Katie Lobosco, a small business columnist and Forbes magazine contributor, made this point in a CNNMoney posting on January 14, 2014, entitled “Minimum Wage Hike Could Mean A Raise For All.” She cites an Economic Policy Institute prediction that, while a higher minimum wage, based on laws already in place, will directly affect 2.6 million workers, the total effect will include an additional 2 million workers.
money.cnn.com/2014/01/14/smallbusiness/minimum-wage-hike/index.html?iid=EL
The “ripple effect” does not account for the fact that a job that pays higher than minimum wage and gets increased in pay and in benefits tied to pay, like Social Security and Medicare taxes, 401(k) benefits and pensions, and workers and unemployment compensation taxes, is an even more visible target for job elimination.

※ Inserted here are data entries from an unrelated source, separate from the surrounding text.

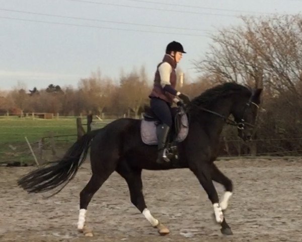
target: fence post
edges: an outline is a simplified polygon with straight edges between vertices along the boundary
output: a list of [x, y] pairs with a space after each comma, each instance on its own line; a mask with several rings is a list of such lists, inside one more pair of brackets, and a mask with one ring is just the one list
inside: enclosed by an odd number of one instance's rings
[[54, 156], [56, 155], [55, 148], [54, 145], [54, 137], [53, 137], [53, 132], [50, 132], [50, 146], [51, 147], [51, 152], [52, 155]]
[[29, 149], [30, 150], [30, 152], [32, 153], [32, 155], [33, 155], [33, 156], [34, 157], [34, 159], [35, 160], [35, 161], [36, 162], [36, 164], [37, 164], [37, 165], [39, 165], [39, 162], [38, 162], [38, 160], [37, 160], [37, 157], [36, 157], [36, 156], [35, 155], [35, 153], [34, 153], [34, 151], [33, 150], [31, 146], [30, 145], [30, 144], [29, 143], [29, 142], [28, 141], [28, 140], [27, 139], [27, 137], [26, 136], [25, 136], [25, 140], [26, 140], [26, 143], [27, 143], [27, 145], [28, 145], [28, 147], [29, 147]]
[[81, 117], [77, 118], [77, 133], [78, 140], [85, 134], [85, 131], [82, 126]]
[[92, 114], [87, 115], [87, 133], [91, 131], [91, 123], [92, 123]]
[[42, 138], [39, 141], [38, 149], [39, 150], [39, 160], [41, 162], [43, 160], [43, 146], [44, 145], [44, 139]]

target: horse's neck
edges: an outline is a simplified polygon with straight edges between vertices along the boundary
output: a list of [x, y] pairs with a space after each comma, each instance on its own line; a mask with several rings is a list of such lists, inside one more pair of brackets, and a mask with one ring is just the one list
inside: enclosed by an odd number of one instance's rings
[[[220, 101], [213, 107], [207, 108], [215, 112], [225, 118], [228, 118], [231, 111], [232, 102], [231, 100]], [[203, 117], [202, 117], [203, 116]], [[225, 120], [220, 116], [209, 112], [203, 111], [201, 114], [200, 125], [203, 129], [210, 136], [211, 140], [216, 140], [221, 133]]]

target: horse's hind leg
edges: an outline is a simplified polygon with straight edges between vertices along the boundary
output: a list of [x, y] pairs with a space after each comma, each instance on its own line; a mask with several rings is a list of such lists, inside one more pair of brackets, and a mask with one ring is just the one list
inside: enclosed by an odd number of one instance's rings
[[99, 157], [100, 156], [95, 156], [95, 154], [93, 154], [92, 152], [91, 154], [92, 176], [80, 194], [80, 213], [78, 229], [86, 236], [93, 236], [92, 231], [85, 226], [88, 204], [93, 195], [114, 171], [117, 163], [117, 160], [114, 160], [112, 159], [102, 158], [100, 160]]
[[211, 175], [213, 180], [222, 185], [225, 189], [225, 192], [220, 202], [221, 209], [225, 210], [228, 208], [229, 200], [233, 194], [233, 186], [232, 180], [225, 176], [214, 163], [212, 164], [211, 168]]
[[78, 229], [86, 236], [93, 236], [91, 230], [85, 225], [87, 207], [92, 197], [100, 189], [108, 177], [94, 174], [84, 189], [80, 193], [80, 212], [78, 222]]
[[146, 206], [142, 194], [141, 169], [134, 170], [130, 168], [126, 161], [121, 162], [116, 171], [123, 177], [128, 184], [132, 203], [140, 211], [151, 225], [158, 229], [161, 235], [170, 233], [169, 229], [160, 221], [155, 218]]

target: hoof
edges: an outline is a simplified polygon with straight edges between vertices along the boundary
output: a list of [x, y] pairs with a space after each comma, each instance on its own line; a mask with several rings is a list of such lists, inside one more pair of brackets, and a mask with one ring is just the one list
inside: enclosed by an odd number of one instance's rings
[[159, 233], [162, 236], [165, 236], [170, 233], [169, 229], [160, 222], [159, 222], [156, 228], [158, 229]]
[[83, 229], [78, 229], [78, 231], [79, 231], [79, 232], [80, 233], [83, 233], [85, 236], [87, 236], [87, 237], [93, 236], [92, 230], [88, 228], [86, 226], [84, 226], [84, 227]]
[[220, 228], [220, 231], [225, 235], [232, 235], [233, 234], [231, 228]]

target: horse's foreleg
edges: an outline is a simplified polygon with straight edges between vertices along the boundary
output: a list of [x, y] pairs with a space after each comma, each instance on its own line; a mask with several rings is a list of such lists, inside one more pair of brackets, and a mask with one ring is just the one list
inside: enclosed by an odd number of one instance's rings
[[125, 178], [128, 184], [132, 203], [137, 208], [152, 226], [158, 229], [160, 234], [164, 235], [169, 233], [169, 229], [158, 219], [154, 218], [147, 208], [142, 194], [141, 170], [133, 170], [124, 163], [118, 166], [117, 171]]
[[191, 166], [190, 169], [196, 176], [199, 183], [206, 192], [209, 199], [212, 202], [216, 221], [221, 226], [220, 231], [224, 234], [230, 235], [233, 233], [225, 221], [223, 213], [219, 203], [218, 195], [211, 176], [211, 168], [206, 163]]
[[211, 174], [213, 180], [222, 185], [225, 189], [225, 192], [220, 203], [221, 209], [225, 210], [228, 208], [229, 200], [233, 194], [233, 186], [232, 180], [225, 176], [214, 163], [212, 164]]

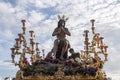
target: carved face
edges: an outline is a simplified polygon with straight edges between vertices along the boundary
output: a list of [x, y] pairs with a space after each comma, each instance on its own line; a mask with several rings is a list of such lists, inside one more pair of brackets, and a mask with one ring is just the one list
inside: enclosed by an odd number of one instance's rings
[[58, 27], [65, 27], [65, 21], [64, 20], [59, 20]]

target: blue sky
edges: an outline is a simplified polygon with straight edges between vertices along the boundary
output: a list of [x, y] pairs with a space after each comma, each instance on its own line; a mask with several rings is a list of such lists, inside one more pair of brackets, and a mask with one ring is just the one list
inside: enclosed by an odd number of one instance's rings
[[[104, 71], [113, 80], [120, 80], [120, 0], [0, 0], [0, 78], [15, 76], [18, 70], [10, 60], [10, 48], [21, 32], [21, 20], [26, 19], [27, 30], [34, 30], [40, 50], [47, 53], [53, 46], [51, 36], [57, 26], [57, 15], [66, 15], [67, 37], [71, 46], [83, 49], [83, 30], [90, 29], [90, 19], [96, 20], [96, 31], [108, 44], [108, 62]], [[74, 39], [74, 40], [73, 40]]]

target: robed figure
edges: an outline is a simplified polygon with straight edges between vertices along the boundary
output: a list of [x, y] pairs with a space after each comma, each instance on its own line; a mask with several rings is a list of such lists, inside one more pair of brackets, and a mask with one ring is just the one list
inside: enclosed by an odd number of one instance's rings
[[67, 51], [70, 48], [70, 43], [66, 39], [66, 35], [71, 36], [68, 28], [65, 27], [65, 22], [68, 18], [59, 17], [58, 26], [54, 29], [52, 36], [56, 36], [57, 39], [54, 41], [53, 53], [58, 59], [66, 59]]

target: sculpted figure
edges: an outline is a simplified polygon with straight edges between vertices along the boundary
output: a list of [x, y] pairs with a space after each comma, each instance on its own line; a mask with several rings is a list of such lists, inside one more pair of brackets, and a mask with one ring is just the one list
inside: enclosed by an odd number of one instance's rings
[[[60, 17], [59, 17], [60, 18]], [[56, 36], [57, 39], [54, 41], [53, 53], [56, 58], [66, 59], [67, 58], [67, 50], [70, 47], [69, 41], [66, 39], [66, 35], [71, 36], [68, 28], [65, 27], [64, 16], [59, 19], [58, 27], [55, 28], [52, 36]]]

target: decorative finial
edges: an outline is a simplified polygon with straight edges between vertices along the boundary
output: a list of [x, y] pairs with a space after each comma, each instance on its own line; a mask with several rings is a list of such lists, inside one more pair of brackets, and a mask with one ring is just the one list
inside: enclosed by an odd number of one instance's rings
[[65, 15], [63, 15], [63, 16], [58, 15], [58, 19], [59, 19], [59, 20], [67, 21], [69, 18], [68, 18], [68, 17], [65, 18]]
[[90, 21], [92, 22], [92, 26], [94, 26], [95, 20], [94, 20], [94, 19], [91, 19]]
[[26, 20], [21, 20], [21, 22], [22, 22], [22, 24], [23, 24], [23, 26], [25, 26], [25, 22], [26, 22]]
[[94, 19], [91, 19], [90, 20], [91, 22], [92, 22], [92, 33], [94, 34], [95, 33], [95, 27], [94, 27], [94, 22], [95, 22], [95, 20]]
[[23, 34], [25, 34], [25, 30], [26, 30], [25, 22], [26, 22], [26, 20], [21, 20], [21, 22], [22, 22], [22, 24], [23, 24], [23, 27], [22, 27]]

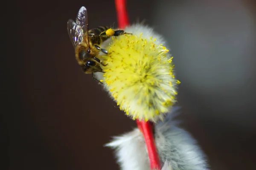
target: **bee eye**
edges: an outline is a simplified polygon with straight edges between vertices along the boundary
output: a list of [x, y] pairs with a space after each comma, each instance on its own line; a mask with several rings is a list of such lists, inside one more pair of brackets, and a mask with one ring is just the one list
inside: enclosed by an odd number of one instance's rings
[[86, 62], [86, 64], [85, 64], [85, 65], [88, 65], [90, 67], [94, 66], [95, 66], [96, 65], [96, 63], [95, 62], [95, 61], [87, 61], [87, 62]]

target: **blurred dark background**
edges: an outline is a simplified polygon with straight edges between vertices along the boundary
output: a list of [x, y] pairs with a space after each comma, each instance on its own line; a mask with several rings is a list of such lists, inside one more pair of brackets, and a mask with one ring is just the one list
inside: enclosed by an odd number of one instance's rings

Higher pay and benefits reduces the pool of jobs. The “ripple effect” simply expands the pool of jobs vulnerable to elimination.
So, if the narrative is conceptually flawed, why do politicians continue to use it? Both parties are dominated by their more extreme and ideological members. The narrative helps the party get elected and re-elected and pursue its entire agenda, not just the flawed agenda which it might use to get elected.